One of the biggest obstacles to planting effective new churches is a lack of qualified, prepared planters.

In recent times, before COVID-19, I sat in a room with evangelical church planting leaders from across the nation. In presentation after presentation these national leaders repeatedly stated that they were struggling to find planters.

A moment of clarity arose when Jeff Christopherson, executive director of Church Planting Canada and co-founder of the Send Institute, stated, “The problem is that we’ve all been fishing in the same pond for planters, and nobody’s restocking the pond.”

No amount of vision or strategy can make up for the lack of qualified, prepared planters that North Carolina needs. And as Christopherson said, “we’ll never get there if we keep fishing in fishless ponds.”

Reproducing churches needed
Churches plant churches. Acts 13 shows us a picture of the first sending church, Antioch. The leadership was fasting and praying and the Holy Spirit instructed them to commission and send Barnabas and Saul to take the gospel to new places, places that needed the witness of God’s new church. So they did. We need North Carolina Baptist churches today to go and do likewise.

To plant the number of churches needed to impact lostness, it is imperative that the local church accept its God-ordained calling as the incubator and sender of these new expressions of the local church to new areas and pockets of lostness.

“The problem is that we’ve all been fishing in the same pond for planters, and nobody’s restocking the pond.” — Jeff Christopherson

A movement begins in your church
The raising up and sending out of missionaries and church planters is the responsibility of the local church. If we are going to see a reproducing church movement, the local church must be in the lead. In this movement, the local church becomes the reproducing body as the Baptist State Convention of North Carolina (BSCNC) collaborates, assesses, trains, coaches and supports the reproducing work of the local church.

One of the best ways to begin this work is by joining other like-minded churches to partner to eradicate lostness in your region. If we are ever going to see an exponential movement of church planting in North Carolina, it will be because local churches partner together and create movements as they make disciples and, ultimately, raise up church planters and church planting teams to start churches.

It is so important that sending church leaders lean in together to tackle lostness through church planting. Here are three ways churches can work together in this vital effort.

Share it
Reproducing churches normally don’t reproduce by accident. The passion a church expresses toward the mission of sending is contagious. Reproducing churches focus their actions toward the type of disciple-making that will lead to sending, planting and reproducing. As Walter Henrichsen says, “Disciples are made, not born.”

Prepare it
Reproducing churches understand that they must provide pathways by which their people can grow as followers of Jesus. Being a reproducing church isn’t just partnering with a church plant or planters Reproducing churches are raising up disciple-makers, resulting in raising up and sending people from their church.

One of the encouraging pathways is church planting apprenticeships, where planters and planting teams are developed to be sent. BSCNC’s Church Planting NC can help your church develop a church planting apprenticeship.

Demonstrate it
A reproducing church is looking to give themselves away for the sake of the gospel.

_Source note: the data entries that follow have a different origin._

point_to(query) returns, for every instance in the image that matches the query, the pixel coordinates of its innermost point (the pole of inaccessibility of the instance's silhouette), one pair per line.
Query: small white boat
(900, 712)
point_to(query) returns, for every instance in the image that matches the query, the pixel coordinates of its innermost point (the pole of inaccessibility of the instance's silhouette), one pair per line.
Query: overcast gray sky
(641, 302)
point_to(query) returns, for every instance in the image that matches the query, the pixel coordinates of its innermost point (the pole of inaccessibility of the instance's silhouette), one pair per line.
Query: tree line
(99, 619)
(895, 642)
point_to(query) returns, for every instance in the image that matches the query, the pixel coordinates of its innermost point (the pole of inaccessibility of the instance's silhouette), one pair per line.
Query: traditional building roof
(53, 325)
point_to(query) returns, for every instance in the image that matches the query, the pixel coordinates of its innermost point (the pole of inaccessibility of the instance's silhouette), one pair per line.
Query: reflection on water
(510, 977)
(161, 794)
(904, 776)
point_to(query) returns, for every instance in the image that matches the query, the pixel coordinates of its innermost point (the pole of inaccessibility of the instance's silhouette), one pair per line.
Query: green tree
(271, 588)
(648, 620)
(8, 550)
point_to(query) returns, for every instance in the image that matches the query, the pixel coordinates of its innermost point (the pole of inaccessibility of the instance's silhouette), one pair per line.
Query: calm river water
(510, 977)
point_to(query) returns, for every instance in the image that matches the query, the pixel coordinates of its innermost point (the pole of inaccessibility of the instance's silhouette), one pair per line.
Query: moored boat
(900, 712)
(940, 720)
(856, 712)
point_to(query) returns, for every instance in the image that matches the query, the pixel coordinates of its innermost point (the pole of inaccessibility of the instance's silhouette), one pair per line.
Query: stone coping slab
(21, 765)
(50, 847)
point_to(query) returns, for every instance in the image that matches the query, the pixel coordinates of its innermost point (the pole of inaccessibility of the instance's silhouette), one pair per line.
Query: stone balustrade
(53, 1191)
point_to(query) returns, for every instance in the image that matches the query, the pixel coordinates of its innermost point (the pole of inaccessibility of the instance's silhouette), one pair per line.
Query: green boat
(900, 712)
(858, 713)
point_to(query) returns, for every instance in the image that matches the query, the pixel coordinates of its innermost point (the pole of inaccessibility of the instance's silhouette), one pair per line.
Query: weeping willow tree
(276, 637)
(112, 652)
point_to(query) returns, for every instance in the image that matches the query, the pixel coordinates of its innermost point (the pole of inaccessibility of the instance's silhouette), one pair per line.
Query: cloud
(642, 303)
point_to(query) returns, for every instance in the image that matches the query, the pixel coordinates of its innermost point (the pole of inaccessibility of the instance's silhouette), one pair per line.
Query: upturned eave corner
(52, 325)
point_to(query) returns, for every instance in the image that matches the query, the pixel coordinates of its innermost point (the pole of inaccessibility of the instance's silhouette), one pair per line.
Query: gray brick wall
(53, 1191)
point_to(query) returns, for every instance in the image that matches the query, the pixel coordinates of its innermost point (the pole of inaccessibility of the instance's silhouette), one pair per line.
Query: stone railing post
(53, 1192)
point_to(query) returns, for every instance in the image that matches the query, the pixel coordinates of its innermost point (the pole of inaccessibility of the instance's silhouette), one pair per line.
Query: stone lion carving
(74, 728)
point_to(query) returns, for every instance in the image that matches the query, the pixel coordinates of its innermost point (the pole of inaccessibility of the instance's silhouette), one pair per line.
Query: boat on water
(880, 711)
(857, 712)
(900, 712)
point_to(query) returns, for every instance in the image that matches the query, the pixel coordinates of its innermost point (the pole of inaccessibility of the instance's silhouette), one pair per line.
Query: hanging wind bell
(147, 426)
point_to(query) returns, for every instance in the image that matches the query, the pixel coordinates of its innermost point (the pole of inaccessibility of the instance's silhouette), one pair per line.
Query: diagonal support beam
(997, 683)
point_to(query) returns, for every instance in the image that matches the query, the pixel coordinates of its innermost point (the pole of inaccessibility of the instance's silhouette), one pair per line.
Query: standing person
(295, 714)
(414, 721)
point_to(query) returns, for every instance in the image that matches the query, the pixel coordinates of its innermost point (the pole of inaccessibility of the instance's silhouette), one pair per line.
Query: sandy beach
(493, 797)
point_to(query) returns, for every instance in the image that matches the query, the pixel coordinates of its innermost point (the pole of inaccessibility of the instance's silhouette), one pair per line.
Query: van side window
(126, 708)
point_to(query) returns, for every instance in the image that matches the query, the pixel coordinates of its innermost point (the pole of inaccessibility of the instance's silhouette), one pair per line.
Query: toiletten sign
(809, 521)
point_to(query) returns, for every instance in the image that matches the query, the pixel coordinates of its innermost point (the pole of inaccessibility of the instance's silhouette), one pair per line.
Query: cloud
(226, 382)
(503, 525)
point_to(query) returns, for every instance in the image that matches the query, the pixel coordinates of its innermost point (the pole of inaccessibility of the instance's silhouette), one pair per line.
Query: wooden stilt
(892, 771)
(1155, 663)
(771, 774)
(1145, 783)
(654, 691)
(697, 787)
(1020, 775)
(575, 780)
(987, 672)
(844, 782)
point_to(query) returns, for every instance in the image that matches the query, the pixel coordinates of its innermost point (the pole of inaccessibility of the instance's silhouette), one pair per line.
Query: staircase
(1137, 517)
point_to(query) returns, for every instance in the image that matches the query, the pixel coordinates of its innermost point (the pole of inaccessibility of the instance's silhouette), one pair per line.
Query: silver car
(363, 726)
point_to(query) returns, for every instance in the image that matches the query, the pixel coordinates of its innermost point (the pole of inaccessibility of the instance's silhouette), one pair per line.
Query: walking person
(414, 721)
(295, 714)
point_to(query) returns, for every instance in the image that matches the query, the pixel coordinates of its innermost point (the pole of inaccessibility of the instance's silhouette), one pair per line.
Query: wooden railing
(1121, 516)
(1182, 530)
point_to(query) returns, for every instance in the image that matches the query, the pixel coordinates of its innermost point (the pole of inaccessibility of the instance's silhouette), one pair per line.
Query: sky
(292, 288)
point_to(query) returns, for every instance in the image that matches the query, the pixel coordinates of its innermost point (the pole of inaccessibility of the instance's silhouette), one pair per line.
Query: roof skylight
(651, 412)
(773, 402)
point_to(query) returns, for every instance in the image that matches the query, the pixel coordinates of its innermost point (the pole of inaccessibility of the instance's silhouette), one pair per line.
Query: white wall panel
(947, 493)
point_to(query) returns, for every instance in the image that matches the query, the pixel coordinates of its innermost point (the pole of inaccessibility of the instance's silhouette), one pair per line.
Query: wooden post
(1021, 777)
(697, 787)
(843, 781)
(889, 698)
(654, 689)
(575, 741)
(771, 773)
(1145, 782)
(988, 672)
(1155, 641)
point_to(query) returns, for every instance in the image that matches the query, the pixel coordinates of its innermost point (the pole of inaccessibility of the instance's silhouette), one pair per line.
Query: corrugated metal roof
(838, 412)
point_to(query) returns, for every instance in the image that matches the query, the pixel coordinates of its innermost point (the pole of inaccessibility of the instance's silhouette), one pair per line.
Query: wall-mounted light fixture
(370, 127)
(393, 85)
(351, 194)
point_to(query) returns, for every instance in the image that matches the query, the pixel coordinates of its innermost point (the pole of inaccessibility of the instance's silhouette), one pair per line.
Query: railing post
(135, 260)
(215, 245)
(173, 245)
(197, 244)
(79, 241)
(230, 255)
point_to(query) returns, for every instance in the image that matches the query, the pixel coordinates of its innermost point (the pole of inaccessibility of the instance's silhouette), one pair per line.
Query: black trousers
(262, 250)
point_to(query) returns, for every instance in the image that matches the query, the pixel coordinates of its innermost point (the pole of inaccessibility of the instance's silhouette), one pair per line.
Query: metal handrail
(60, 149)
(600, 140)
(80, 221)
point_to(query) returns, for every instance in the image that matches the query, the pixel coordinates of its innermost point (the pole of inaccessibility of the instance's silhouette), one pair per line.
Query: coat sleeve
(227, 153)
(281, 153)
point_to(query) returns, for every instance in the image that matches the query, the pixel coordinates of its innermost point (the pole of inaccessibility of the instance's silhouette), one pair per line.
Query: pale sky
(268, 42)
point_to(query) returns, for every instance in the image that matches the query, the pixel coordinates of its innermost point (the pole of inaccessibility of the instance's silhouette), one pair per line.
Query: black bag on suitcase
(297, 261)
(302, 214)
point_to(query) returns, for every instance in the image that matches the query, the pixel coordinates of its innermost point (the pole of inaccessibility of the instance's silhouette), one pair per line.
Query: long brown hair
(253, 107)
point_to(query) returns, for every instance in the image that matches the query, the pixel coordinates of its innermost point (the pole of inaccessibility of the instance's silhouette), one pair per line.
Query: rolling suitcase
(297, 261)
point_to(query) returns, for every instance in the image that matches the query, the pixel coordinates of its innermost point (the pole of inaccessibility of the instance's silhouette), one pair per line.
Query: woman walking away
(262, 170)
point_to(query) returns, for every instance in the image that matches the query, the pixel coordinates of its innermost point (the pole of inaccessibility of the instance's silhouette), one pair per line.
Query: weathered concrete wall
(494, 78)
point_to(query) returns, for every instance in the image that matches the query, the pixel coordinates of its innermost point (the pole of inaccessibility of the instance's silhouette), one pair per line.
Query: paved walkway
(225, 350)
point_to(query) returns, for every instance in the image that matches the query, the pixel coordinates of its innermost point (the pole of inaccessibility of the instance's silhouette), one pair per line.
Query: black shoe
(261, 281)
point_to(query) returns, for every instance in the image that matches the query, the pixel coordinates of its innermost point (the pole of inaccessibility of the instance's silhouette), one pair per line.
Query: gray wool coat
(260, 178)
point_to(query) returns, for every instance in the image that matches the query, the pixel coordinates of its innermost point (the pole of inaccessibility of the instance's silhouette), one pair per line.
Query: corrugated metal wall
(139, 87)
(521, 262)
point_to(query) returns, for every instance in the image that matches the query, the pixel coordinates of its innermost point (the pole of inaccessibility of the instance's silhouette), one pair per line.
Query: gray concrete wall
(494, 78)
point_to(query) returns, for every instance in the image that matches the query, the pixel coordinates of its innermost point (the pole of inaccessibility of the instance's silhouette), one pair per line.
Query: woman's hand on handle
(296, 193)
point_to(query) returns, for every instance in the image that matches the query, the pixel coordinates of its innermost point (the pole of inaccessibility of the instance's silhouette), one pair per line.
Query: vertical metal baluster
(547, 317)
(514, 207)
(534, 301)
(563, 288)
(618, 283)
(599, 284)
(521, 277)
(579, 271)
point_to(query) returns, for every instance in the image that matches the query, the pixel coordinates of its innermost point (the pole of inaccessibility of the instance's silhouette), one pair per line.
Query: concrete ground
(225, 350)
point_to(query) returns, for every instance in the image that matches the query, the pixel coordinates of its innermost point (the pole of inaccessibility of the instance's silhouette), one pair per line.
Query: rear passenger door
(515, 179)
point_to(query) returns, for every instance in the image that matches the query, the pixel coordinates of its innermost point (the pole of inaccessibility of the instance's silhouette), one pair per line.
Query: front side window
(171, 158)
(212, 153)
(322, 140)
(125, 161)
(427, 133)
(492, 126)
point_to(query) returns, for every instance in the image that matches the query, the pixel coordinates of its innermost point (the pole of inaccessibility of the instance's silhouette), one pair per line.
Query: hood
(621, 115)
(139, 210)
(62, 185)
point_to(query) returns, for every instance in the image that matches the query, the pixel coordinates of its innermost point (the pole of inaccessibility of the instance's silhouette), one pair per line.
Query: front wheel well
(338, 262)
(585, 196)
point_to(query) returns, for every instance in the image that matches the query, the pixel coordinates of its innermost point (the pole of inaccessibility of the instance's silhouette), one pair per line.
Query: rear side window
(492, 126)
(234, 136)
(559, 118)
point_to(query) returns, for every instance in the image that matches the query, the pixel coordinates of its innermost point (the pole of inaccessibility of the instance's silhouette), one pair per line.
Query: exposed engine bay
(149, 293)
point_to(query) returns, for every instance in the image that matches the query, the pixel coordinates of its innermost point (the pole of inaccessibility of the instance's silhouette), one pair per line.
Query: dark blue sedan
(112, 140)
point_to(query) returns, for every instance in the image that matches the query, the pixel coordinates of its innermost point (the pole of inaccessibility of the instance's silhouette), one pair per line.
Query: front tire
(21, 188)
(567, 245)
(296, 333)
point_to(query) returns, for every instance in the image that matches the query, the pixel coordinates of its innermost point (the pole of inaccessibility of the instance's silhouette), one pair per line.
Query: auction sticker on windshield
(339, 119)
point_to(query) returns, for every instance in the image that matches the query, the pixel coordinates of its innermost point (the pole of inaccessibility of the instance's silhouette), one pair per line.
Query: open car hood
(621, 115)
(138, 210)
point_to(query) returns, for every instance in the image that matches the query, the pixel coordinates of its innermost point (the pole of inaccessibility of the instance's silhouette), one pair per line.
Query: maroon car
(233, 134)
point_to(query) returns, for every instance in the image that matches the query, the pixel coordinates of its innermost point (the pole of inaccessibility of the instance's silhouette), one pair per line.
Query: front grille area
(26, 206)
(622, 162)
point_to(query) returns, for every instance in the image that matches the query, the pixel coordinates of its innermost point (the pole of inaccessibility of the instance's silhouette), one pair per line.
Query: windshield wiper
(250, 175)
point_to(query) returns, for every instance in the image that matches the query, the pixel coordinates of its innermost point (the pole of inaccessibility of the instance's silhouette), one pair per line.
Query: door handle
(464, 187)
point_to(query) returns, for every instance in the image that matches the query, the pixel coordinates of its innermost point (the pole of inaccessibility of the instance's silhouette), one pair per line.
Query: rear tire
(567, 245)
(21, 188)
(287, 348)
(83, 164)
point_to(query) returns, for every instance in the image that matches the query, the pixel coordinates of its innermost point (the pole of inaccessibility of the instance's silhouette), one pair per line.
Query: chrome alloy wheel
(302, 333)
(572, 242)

They demonstrate the biblical sending narrative by encouraging their people to live on mission, and ultimately, to go on mission through leaving to plant new churches. The ultimate goal of a reproducing church is to see planters called while serving in that church, and celebrate another opportunity to impact lostness through planting and sending.

One of the biggest obstacles to planting effective new churches in North Carolina is the lack of qualified, prepared planters and teams. A reproducing church movement will happen when local churches decide that they aren’t okay with the lostness that prevails across their regions, prompting them to partner together and ask the Lord, “Who would you have us to send?”